Aprire spazi, creare luoghi perché il vero Natale trovi posto nelle nostre vite

L’Avvento è per noi la strada spirituale verso un Natale diverso, come un grido nel deserto di una pandemia, di una distrazione di massa verso consumi più o meno sobri, di un deserto interiore magari con una via stanca piena di buche o di grandi sassi, una strada fatta di una fede convenzionale di abitudini e/o di sole regole senza un’anima.

In questo Avvento ecco per noi una strada nuova: colma, riduci, raddrizza le tue giornate, vivi il tuo ‘deserto’ come una risorsa per preparare un Natale nuovo.
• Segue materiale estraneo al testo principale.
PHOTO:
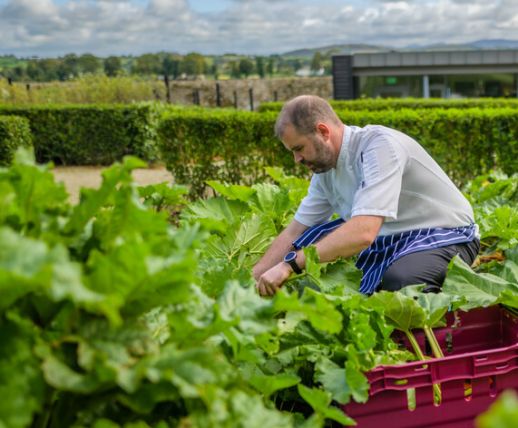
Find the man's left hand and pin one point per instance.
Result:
(271, 280)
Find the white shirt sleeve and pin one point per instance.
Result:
(381, 164)
(315, 208)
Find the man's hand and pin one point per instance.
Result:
(271, 280)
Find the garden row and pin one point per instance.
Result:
(199, 144)
(375, 104)
(111, 316)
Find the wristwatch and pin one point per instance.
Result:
(291, 258)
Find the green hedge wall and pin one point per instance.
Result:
(374, 104)
(235, 146)
(91, 134)
(14, 132)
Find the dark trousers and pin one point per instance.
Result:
(426, 267)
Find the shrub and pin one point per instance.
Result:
(91, 134)
(14, 132)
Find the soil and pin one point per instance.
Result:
(76, 177)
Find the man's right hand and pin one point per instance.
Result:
(271, 280)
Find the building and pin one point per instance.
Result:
(436, 74)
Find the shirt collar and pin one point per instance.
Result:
(342, 156)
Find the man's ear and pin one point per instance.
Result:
(323, 130)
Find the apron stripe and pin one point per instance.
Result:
(385, 250)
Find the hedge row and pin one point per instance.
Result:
(235, 146)
(374, 104)
(14, 133)
(91, 134)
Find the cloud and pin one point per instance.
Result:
(105, 27)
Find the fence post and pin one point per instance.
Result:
(196, 97)
(251, 96)
(167, 88)
(218, 95)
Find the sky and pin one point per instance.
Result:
(49, 28)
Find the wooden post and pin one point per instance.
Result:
(218, 95)
(251, 96)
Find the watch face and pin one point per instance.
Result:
(292, 255)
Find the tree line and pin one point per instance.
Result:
(190, 66)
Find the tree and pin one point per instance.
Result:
(171, 65)
(69, 66)
(234, 70)
(259, 66)
(270, 68)
(43, 70)
(148, 64)
(316, 62)
(88, 63)
(193, 64)
(112, 66)
(214, 70)
(246, 66)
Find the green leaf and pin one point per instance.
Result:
(479, 290)
(267, 384)
(320, 400)
(402, 311)
(232, 191)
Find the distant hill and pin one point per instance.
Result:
(335, 50)
(495, 44)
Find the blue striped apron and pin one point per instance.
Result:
(385, 250)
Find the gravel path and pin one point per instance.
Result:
(76, 177)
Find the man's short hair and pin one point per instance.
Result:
(304, 113)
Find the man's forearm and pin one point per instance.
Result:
(280, 246)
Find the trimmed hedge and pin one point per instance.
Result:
(14, 133)
(91, 134)
(374, 104)
(236, 146)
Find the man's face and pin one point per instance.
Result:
(311, 150)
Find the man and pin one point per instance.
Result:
(398, 209)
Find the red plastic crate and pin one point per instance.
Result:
(481, 356)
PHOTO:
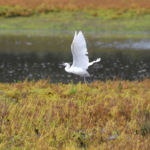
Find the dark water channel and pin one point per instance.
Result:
(39, 57)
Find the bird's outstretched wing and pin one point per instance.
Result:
(79, 51)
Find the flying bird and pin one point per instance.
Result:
(80, 58)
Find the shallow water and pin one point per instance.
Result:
(39, 57)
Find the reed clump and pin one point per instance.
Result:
(42, 115)
(104, 9)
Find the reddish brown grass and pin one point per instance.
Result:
(81, 4)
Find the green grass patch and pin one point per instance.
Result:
(41, 115)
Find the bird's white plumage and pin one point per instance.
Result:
(80, 58)
(79, 51)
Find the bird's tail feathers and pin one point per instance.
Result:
(95, 61)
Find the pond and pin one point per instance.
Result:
(38, 57)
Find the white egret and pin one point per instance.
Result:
(80, 58)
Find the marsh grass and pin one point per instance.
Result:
(42, 115)
(105, 9)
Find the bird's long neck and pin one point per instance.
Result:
(67, 68)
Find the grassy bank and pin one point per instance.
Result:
(39, 115)
(68, 15)
(71, 21)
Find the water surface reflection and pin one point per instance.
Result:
(39, 58)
Rifare i nostri spazi con presepe ad albero e creare luoghi interiori come una culla, una mangiatoia, per accogliere vita nuova, come accade in ogni grembo materno che si espande e in alcune parti si ritrae, per far posto alla nuova vita che verrà.

 

Un invito per ciascuno di noi

Puoi far coincidere la nascita di Gesù con la tua rinascita, con-vertendo il tuo battesimo sulla strada della riscoperta della sorgente di vita, bontà, verità e bellezza.
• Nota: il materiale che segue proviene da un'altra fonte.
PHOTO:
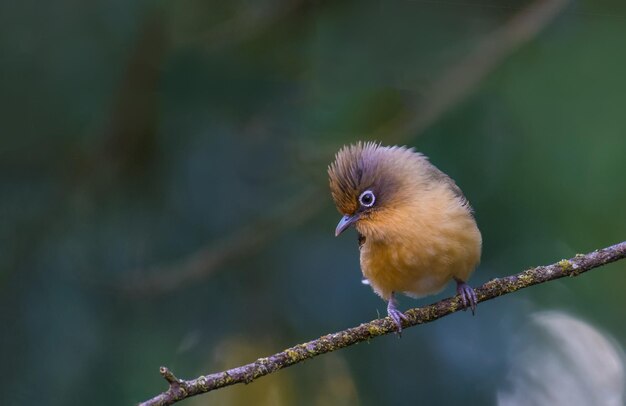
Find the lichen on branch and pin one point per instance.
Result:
(180, 389)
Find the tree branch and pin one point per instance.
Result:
(181, 389)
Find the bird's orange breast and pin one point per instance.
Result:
(422, 253)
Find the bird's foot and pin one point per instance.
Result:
(396, 315)
(467, 294)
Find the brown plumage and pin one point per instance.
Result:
(416, 229)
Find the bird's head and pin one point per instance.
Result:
(371, 184)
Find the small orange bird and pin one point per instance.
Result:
(416, 229)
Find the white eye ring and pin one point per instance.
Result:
(367, 198)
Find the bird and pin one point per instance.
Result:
(416, 230)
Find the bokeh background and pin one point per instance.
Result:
(164, 198)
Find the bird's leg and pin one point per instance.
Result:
(396, 315)
(467, 294)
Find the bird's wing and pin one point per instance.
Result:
(439, 176)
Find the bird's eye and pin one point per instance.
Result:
(367, 198)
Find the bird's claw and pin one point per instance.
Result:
(396, 315)
(467, 295)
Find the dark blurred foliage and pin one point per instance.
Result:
(139, 137)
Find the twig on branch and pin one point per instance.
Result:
(181, 389)
(444, 93)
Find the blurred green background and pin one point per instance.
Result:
(164, 197)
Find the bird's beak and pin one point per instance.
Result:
(345, 222)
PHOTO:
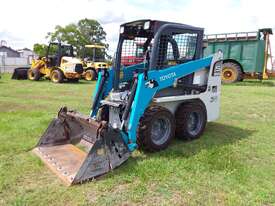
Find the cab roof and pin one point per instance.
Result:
(137, 27)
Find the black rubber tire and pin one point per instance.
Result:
(144, 136)
(59, 78)
(182, 117)
(91, 72)
(35, 73)
(236, 69)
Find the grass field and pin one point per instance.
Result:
(232, 164)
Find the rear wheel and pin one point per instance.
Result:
(231, 73)
(156, 129)
(90, 75)
(33, 74)
(57, 76)
(190, 120)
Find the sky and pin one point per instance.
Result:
(25, 22)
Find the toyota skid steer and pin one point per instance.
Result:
(172, 93)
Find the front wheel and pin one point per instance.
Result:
(190, 120)
(156, 129)
(57, 76)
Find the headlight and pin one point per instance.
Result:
(146, 25)
(122, 29)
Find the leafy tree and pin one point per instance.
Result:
(86, 31)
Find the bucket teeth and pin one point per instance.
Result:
(77, 148)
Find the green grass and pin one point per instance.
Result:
(232, 164)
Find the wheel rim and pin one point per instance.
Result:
(54, 77)
(88, 76)
(160, 130)
(194, 123)
(229, 74)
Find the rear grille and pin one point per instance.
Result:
(79, 68)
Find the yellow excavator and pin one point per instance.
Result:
(93, 61)
(58, 64)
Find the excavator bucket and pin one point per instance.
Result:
(78, 148)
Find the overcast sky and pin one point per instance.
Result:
(25, 22)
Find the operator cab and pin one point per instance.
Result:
(155, 45)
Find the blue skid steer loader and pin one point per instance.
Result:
(173, 92)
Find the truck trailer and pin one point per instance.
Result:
(245, 54)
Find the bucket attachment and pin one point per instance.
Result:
(78, 148)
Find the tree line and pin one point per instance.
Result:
(85, 31)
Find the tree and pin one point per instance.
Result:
(86, 31)
(40, 49)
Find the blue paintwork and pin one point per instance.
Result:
(106, 89)
(144, 94)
Il Signore viene e traccia la strada con i suoi profeti, ha segnato con i suoi testimoni il percorso da seguire e, noi, siamo invitati e inviati tra di essi perché il mondo possa intravedere la vera Luce che viene ogni giorno, tra le tante piccole stelle di Natale.

Anna Maria e Francesco Paolo




La forza della Parola

Il seme che sradica le pietre

Il secondo terreno su cui cade la semina della parola è quello sassoso, che ha come caratteristica di permettere al seme di germogliare, ma lo fa seccare alla prima calura per la mancanza di radici.

È fin troppo facile identificarlo con la nostra superficialità, le distrazioni, la pigrizia e – viceversa – la convinzione di potere fare mille cose, che ci impediscono di scendere in profondità, di assimilare e trattenere le esperienze vissute e le cose buone che abbiamo imparato e che ci potrebbero fare bene.

Ci sono come dei sassi che ci fanno inciampare e che rendono meno fertile il terreno.

Su queste tendenze, che in misura diversa sono di tutti, risuonano le parole dell’Avvento: Spianate nella steppa la strada per il nostro Dio! Ogni valle sia innalzata, ogni monte e ogni colle siano abbassati; il terreno accidentato si trasformi in piano e quello scosceso in vallata. Allora si rivelerà la gloria del Signore! (Is 40,3-5)

È un comando, ma è anche un “vangelo”, una buona notizia!

Possiamo trasformare questo terreno sassoso, e renderlo fertile. Possiamo trasformare quella parte della nostra esistenza più superficiale e farla diventare uno spazio accogliente.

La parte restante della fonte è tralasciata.